Mourning a national disaster

It has been a very sombre weekend here in Greece, watching on as the national disaster of the fires sweeping through the country unfolds. The government has declared a state of emergency, and this photograph by NASA of the country ablaze from space shows the extent of the battle being fought


It is incredible to think that so much of this devastation has been man-made. Arson is thought to be the prime cause of the fires. What could move someone to start a fire on purpose when the country has already experienced such terrible forest fires already this year, and is obviously tinder-box dry?

Although nowhere near as bad as the mainland, Crete has been ablaze as well. Last week we had a big fire up in the hills behind our house.
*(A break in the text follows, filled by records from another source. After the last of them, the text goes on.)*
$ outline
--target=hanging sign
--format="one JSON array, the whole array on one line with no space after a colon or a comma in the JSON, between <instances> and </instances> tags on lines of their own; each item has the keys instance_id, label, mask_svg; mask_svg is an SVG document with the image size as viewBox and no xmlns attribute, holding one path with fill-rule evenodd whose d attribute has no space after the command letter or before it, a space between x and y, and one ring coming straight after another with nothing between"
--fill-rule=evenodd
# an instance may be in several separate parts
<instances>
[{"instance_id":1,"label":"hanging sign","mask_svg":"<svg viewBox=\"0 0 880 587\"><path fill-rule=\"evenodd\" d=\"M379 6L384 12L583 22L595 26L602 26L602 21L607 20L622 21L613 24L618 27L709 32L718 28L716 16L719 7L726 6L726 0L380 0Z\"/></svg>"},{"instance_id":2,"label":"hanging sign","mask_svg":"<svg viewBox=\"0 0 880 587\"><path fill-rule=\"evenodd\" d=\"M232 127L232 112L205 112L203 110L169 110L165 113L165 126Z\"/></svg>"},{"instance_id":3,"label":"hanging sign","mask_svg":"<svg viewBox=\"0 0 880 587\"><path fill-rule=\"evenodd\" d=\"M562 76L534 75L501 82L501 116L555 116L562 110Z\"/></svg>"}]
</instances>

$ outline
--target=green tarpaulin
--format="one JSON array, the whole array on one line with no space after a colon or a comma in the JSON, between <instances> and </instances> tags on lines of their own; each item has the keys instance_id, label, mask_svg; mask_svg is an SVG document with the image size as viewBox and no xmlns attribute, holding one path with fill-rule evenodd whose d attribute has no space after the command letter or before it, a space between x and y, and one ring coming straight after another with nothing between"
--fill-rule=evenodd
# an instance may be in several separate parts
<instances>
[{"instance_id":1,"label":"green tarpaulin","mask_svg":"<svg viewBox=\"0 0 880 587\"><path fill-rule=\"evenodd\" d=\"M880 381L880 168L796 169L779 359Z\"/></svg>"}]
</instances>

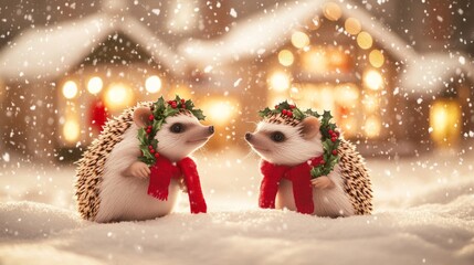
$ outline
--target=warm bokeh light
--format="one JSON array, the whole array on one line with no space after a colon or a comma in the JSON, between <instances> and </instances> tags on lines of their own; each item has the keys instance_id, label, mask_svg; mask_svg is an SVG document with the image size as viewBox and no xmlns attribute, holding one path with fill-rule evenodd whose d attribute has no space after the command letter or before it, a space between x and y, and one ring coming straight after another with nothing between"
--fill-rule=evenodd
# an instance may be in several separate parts
<instances>
[{"instance_id":1,"label":"warm bokeh light","mask_svg":"<svg viewBox=\"0 0 474 265\"><path fill-rule=\"evenodd\" d=\"M181 98L191 98L194 95L194 92L191 92L189 87L185 85L178 85L173 89L169 91L168 98L175 98L176 95L179 95Z\"/></svg>"},{"instance_id":2,"label":"warm bokeh light","mask_svg":"<svg viewBox=\"0 0 474 265\"><path fill-rule=\"evenodd\" d=\"M357 35L362 30L360 22L355 18L348 18L344 23L344 28L346 28L347 33L351 35Z\"/></svg>"},{"instance_id":3,"label":"warm bokeh light","mask_svg":"<svg viewBox=\"0 0 474 265\"><path fill-rule=\"evenodd\" d=\"M278 53L278 62L283 66L289 66L295 61L295 57L293 56L293 53L288 50L282 50Z\"/></svg>"},{"instance_id":4,"label":"warm bokeh light","mask_svg":"<svg viewBox=\"0 0 474 265\"><path fill-rule=\"evenodd\" d=\"M364 50L370 49L372 46L372 36L365 31L357 35L357 44Z\"/></svg>"},{"instance_id":5,"label":"warm bokeh light","mask_svg":"<svg viewBox=\"0 0 474 265\"><path fill-rule=\"evenodd\" d=\"M105 95L105 105L113 110L131 106L134 93L130 87L122 83L113 83Z\"/></svg>"},{"instance_id":6,"label":"warm bokeh light","mask_svg":"<svg viewBox=\"0 0 474 265\"><path fill-rule=\"evenodd\" d=\"M67 81L63 85L63 95L65 98L74 98L77 95L77 84L74 81Z\"/></svg>"},{"instance_id":7,"label":"warm bokeh light","mask_svg":"<svg viewBox=\"0 0 474 265\"><path fill-rule=\"evenodd\" d=\"M336 87L336 102L345 107L356 107L359 88L355 84L343 84Z\"/></svg>"},{"instance_id":8,"label":"warm bokeh light","mask_svg":"<svg viewBox=\"0 0 474 265\"><path fill-rule=\"evenodd\" d=\"M94 95L99 93L103 86L104 86L104 83L102 82L102 78L98 76L94 76L87 82L87 91Z\"/></svg>"},{"instance_id":9,"label":"warm bokeh light","mask_svg":"<svg viewBox=\"0 0 474 265\"><path fill-rule=\"evenodd\" d=\"M63 126L63 138L70 144L74 144L78 140L81 135L81 127L77 120L67 119Z\"/></svg>"},{"instance_id":10,"label":"warm bokeh light","mask_svg":"<svg viewBox=\"0 0 474 265\"><path fill-rule=\"evenodd\" d=\"M159 92L161 89L161 80L160 80L160 77L158 77L156 75L149 76L145 81L145 88L149 93L157 93L157 92Z\"/></svg>"},{"instance_id":11,"label":"warm bokeh light","mask_svg":"<svg viewBox=\"0 0 474 265\"><path fill-rule=\"evenodd\" d=\"M346 137L355 136L357 134L357 119L348 116L340 119L340 128Z\"/></svg>"},{"instance_id":12,"label":"warm bokeh light","mask_svg":"<svg viewBox=\"0 0 474 265\"><path fill-rule=\"evenodd\" d=\"M343 15L343 11L335 2L328 2L324 7L324 15L330 21L337 21Z\"/></svg>"},{"instance_id":13,"label":"warm bokeh light","mask_svg":"<svg viewBox=\"0 0 474 265\"><path fill-rule=\"evenodd\" d=\"M454 99L439 99L430 108L431 138L438 146L455 144L461 136L461 107Z\"/></svg>"},{"instance_id":14,"label":"warm bokeh light","mask_svg":"<svg viewBox=\"0 0 474 265\"><path fill-rule=\"evenodd\" d=\"M302 60L303 68L306 72L322 74L328 71L328 62L323 49L313 47L304 54Z\"/></svg>"},{"instance_id":15,"label":"warm bokeh light","mask_svg":"<svg viewBox=\"0 0 474 265\"><path fill-rule=\"evenodd\" d=\"M364 73L364 84L372 91L378 91L383 85L383 77L379 71L368 70Z\"/></svg>"},{"instance_id":16,"label":"warm bokeh light","mask_svg":"<svg viewBox=\"0 0 474 265\"><path fill-rule=\"evenodd\" d=\"M309 45L309 36L301 31L296 31L292 34L292 44L295 47L302 49Z\"/></svg>"},{"instance_id":17,"label":"warm bokeh light","mask_svg":"<svg viewBox=\"0 0 474 265\"><path fill-rule=\"evenodd\" d=\"M320 19L319 17L314 17L313 19L310 19L310 21L307 23L307 26L309 30L317 30L320 26Z\"/></svg>"},{"instance_id":18,"label":"warm bokeh light","mask_svg":"<svg viewBox=\"0 0 474 265\"><path fill-rule=\"evenodd\" d=\"M270 77L270 86L276 92L285 92L289 88L289 76L284 72L275 72Z\"/></svg>"},{"instance_id":19,"label":"warm bokeh light","mask_svg":"<svg viewBox=\"0 0 474 265\"><path fill-rule=\"evenodd\" d=\"M235 114L239 103L232 99L210 99L203 103L202 109L207 115L207 119L214 126L228 125Z\"/></svg>"},{"instance_id":20,"label":"warm bokeh light","mask_svg":"<svg viewBox=\"0 0 474 265\"><path fill-rule=\"evenodd\" d=\"M370 116L366 119L366 124L364 125L364 132L368 138L376 138L380 135L380 130L382 128L380 118L376 116Z\"/></svg>"},{"instance_id":21,"label":"warm bokeh light","mask_svg":"<svg viewBox=\"0 0 474 265\"><path fill-rule=\"evenodd\" d=\"M373 113L379 108L379 98L376 95L366 95L362 100L364 108L367 112Z\"/></svg>"},{"instance_id":22,"label":"warm bokeh light","mask_svg":"<svg viewBox=\"0 0 474 265\"><path fill-rule=\"evenodd\" d=\"M373 67L381 67L385 60L383 53L379 50L373 50L369 53L369 62Z\"/></svg>"}]
</instances>

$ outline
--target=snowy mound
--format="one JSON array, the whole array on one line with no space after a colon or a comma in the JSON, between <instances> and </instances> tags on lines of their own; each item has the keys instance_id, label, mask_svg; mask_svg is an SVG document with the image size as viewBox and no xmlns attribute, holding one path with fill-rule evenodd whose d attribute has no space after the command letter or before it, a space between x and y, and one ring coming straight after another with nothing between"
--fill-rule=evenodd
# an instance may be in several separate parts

It was a good ways-away from us, but the fire-fighting helicopter wasn't. It kept bombing down to the sea above our road, filling up at Golden Beach, and then heading back inland.

Helicopter over our house

We went out a little later on to Agia Apostoli, to the Bamboo bar to do some planning for our trips to the UK in September and October. The fire must have moved westwards a bit, because now we were treated to the view of two fire-fighting helicopters re-filling their water buckets every couple of minutes right in front of us.

It is quite scary actually. The weight of the water falling to the ground is enough to kill if you are underneath it, so every time they flew over us we ended up glancing up nervously.

It is also surprising how close to the shore they pick water up from. Of course, I understand that time is of the essence when you are fighting a raging fire, but they end up scooping water up really close to where people are swimming. They are immense, powerful, twin-rotored helicopters, but you can really see them strain to lift the weight of water as they scoop it up. It must be some mission to fly them.

Helicopter over Agia Apostoli

We are lucky - so far. It has been very testing watching the scenes of misery unfold on our screens though. With over 60 people dead, hundreds of homes destroyed, the countryside ravaged, and still little sign that the situation is coming under control, it has been a very difficult time for Greece.